Groupon (NASDAQ:GRPN), the one-time daily-deals company, now wants to take on Amazon (NASDAQ:AMZN), Costco (NASDAQ:COST) and Sam's Club (NYSE:WMT) all at the same time, the Wall Street Journal reported on Tuesday (Aug. 27).
Groupon CEO Eric Lefkofsky said his company is planning a network of North American warehouses, beginning with one in Kentucky and adding two more over time. The distribution centers would serve Groupon's Goods business, which has nearly tripled its revenue in the past year. Groupon Goods sold $186 million in merchandise in the most recent quarter. But because much of the merchandise is shipped through third-party companies, items can take up to seven days to arrive in some cases, Lefkofsky said, adding that bringing shipping in-house would also improve profit margins.
He also compared Groupon's plan for a low-price, limited-selection service with Costco and Walmart's Sam's Club membership chain. Unlike those chains, Groupon offers a revolving selection of merchandise, and the Goods business it started in 2011 now makes up almost 40 percent of its sales.

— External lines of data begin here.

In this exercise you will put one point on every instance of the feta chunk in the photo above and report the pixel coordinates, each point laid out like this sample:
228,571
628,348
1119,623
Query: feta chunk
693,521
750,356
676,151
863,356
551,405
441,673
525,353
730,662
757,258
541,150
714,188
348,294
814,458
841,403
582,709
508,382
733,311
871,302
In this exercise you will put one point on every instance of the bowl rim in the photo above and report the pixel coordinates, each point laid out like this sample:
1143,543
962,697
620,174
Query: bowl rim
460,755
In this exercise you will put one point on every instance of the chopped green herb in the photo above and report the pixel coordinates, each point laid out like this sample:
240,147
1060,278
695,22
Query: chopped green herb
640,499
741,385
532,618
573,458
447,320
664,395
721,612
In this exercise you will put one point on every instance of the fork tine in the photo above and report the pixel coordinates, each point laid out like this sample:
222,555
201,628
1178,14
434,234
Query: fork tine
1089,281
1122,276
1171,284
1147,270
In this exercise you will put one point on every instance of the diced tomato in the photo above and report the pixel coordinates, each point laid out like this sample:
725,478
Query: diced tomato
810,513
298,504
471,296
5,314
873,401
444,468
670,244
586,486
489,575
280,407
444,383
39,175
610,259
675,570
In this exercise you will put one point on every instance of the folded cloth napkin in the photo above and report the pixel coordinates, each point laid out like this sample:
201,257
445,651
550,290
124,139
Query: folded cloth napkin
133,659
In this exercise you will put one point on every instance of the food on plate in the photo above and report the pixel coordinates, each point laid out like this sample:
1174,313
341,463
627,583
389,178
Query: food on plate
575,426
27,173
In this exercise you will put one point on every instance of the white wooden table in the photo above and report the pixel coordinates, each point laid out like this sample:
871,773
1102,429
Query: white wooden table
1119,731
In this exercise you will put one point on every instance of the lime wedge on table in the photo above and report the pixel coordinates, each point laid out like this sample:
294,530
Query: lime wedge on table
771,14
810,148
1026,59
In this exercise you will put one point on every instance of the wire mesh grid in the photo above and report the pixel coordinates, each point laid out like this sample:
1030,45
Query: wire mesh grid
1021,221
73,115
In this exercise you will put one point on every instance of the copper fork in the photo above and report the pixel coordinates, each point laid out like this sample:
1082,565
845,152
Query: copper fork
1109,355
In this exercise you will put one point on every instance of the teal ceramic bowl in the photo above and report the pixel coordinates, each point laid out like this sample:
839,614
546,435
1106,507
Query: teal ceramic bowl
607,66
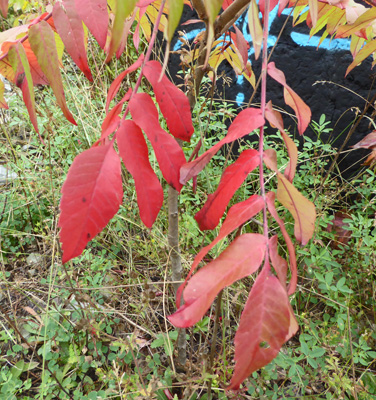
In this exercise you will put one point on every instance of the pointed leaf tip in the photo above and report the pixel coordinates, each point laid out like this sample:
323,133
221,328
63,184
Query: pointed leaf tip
302,111
91,196
241,258
269,313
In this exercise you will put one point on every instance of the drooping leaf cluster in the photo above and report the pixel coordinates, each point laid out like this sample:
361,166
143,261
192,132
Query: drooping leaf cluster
31,54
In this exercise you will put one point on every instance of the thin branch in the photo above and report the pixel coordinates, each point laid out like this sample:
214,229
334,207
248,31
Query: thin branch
5,55
229,16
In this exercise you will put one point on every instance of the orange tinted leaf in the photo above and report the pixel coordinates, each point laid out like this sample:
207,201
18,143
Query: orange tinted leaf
301,109
91,196
361,22
275,119
366,51
167,151
4,7
264,327
241,258
7,71
173,103
367,143
95,16
115,85
3,103
278,262
255,28
123,10
270,199
302,210
42,41
17,57
236,216
233,176
175,10
242,45
69,27
246,121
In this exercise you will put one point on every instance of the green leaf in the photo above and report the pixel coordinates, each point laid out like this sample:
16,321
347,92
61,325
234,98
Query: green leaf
174,15
317,352
20,64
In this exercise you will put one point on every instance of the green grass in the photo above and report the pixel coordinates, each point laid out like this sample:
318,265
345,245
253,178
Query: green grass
98,325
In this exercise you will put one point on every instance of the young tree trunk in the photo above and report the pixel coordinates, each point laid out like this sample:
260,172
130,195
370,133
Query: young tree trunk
175,260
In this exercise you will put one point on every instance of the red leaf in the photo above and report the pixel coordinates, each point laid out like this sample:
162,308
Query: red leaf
91,196
3,103
365,52
246,121
69,27
275,119
242,258
112,121
264,327
270,199
363,21
115,85
169,154
172,101
278,262
369,142
4,7
301,109
95,16
134,152
18,59
242,45
42,42
302,209
234,175
237,215
127,26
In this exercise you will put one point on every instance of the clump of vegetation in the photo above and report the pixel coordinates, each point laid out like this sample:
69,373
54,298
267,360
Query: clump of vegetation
97,326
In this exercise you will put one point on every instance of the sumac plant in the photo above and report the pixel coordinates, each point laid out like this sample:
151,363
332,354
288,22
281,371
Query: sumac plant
31,55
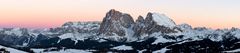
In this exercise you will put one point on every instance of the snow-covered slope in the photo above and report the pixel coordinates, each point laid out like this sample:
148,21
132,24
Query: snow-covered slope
11,50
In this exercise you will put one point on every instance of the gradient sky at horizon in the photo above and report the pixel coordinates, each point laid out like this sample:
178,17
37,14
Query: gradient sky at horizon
53,13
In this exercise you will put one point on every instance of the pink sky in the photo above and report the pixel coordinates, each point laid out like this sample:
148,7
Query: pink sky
53,13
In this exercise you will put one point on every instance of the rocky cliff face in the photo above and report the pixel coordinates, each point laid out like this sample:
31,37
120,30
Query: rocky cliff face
120,26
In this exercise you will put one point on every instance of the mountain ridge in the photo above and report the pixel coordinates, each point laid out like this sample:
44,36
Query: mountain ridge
156,32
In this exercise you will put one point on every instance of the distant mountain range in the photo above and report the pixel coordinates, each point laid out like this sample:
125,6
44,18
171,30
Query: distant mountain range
118,32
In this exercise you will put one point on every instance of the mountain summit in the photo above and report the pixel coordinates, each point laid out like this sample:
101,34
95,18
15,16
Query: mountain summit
120,26
155,33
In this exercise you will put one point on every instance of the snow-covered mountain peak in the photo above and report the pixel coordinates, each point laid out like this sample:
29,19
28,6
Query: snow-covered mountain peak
162,19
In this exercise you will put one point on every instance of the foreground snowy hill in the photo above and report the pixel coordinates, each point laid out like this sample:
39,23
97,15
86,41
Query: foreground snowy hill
4,49
118,32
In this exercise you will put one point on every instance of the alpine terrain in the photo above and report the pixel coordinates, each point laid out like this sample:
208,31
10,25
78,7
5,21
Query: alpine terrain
120,33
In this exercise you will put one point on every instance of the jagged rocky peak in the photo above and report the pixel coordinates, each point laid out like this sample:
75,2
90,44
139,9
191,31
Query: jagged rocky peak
140,19
116,23
159,19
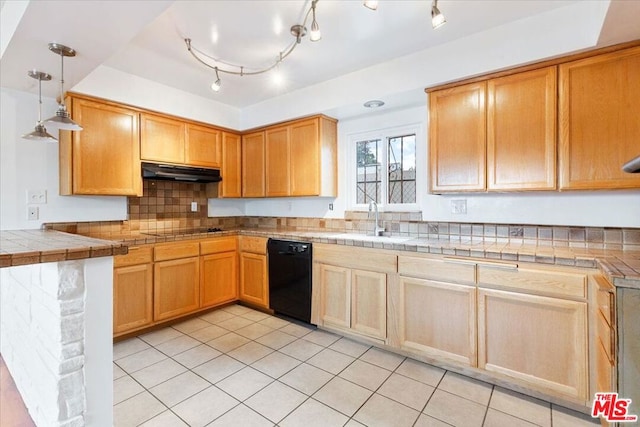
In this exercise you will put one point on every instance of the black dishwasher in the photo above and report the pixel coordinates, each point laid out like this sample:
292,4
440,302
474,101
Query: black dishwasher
290,278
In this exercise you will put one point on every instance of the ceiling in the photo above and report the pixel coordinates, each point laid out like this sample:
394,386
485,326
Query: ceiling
146,38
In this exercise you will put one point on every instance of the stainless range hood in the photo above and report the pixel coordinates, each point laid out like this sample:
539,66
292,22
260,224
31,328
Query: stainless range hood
632,166
179,173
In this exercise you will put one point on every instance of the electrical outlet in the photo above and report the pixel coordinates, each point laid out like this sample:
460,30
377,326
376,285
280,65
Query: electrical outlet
36,196
459,206
32,213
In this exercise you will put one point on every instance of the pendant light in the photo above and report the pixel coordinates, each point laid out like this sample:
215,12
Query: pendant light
40,133
315,34
62,119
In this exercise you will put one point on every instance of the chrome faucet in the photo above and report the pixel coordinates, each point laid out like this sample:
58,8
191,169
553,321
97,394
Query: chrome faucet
377,230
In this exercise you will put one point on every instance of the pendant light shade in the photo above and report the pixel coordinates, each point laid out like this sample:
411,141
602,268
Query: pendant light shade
40,133
62,119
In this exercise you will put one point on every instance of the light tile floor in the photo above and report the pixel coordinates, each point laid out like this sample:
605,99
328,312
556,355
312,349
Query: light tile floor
240,367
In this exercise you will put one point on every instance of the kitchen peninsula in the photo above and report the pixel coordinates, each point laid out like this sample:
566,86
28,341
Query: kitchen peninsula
56,324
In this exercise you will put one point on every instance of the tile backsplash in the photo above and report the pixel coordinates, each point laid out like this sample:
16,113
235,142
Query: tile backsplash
166,205
165,208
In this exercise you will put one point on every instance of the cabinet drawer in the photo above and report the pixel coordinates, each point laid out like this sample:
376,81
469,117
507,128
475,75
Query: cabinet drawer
361,258
548,282
257,245
437,269
137,255
176,250
226,244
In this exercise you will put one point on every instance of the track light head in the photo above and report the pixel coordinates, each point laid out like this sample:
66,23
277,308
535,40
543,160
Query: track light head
437,18
370,4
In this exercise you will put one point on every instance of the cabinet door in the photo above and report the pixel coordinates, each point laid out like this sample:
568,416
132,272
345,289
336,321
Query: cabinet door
161,139
438,319
202,147
369,303
253,173
253,279
176,287
105,156
277,161
305,158
521,131
457,133
537,341
599,126
335,295
218,278
132,297
231,185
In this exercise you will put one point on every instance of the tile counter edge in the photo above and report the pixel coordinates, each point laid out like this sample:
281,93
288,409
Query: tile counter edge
24,247
611,263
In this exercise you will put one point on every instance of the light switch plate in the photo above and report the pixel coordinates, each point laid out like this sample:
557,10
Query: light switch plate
36,196
32,213
459,206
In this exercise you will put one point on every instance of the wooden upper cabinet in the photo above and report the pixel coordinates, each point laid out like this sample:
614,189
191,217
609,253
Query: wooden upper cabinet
231,168
161,139
312,157
457,138
164,139
103,158
253,162
277,143
202,146
599,115
521,131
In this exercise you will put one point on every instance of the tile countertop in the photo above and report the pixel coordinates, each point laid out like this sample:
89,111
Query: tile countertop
622,268
22,247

But as VentureBeat points out, competing with both brick-and-mortar retailers and Amazon isn't just a matter of opening a warehouse or three (Amazon has 89) and hoping to cut delivery time to less than a week. With eBay, Walmart, Amazon and others aiming for same-day delivery in a low-margin business, Groupon will need to offer comparable service, especially as goods makes up a bigger piece of the business.
Still, Groupon may not have many other good choices. The daily-deals business proved to be a fad, and competitors that didn't diversify saw business plummet. For example, daily deals competitor Living Social lost $650 million in 2012, and investors had to pump in more than $100 million just to keep it afloat.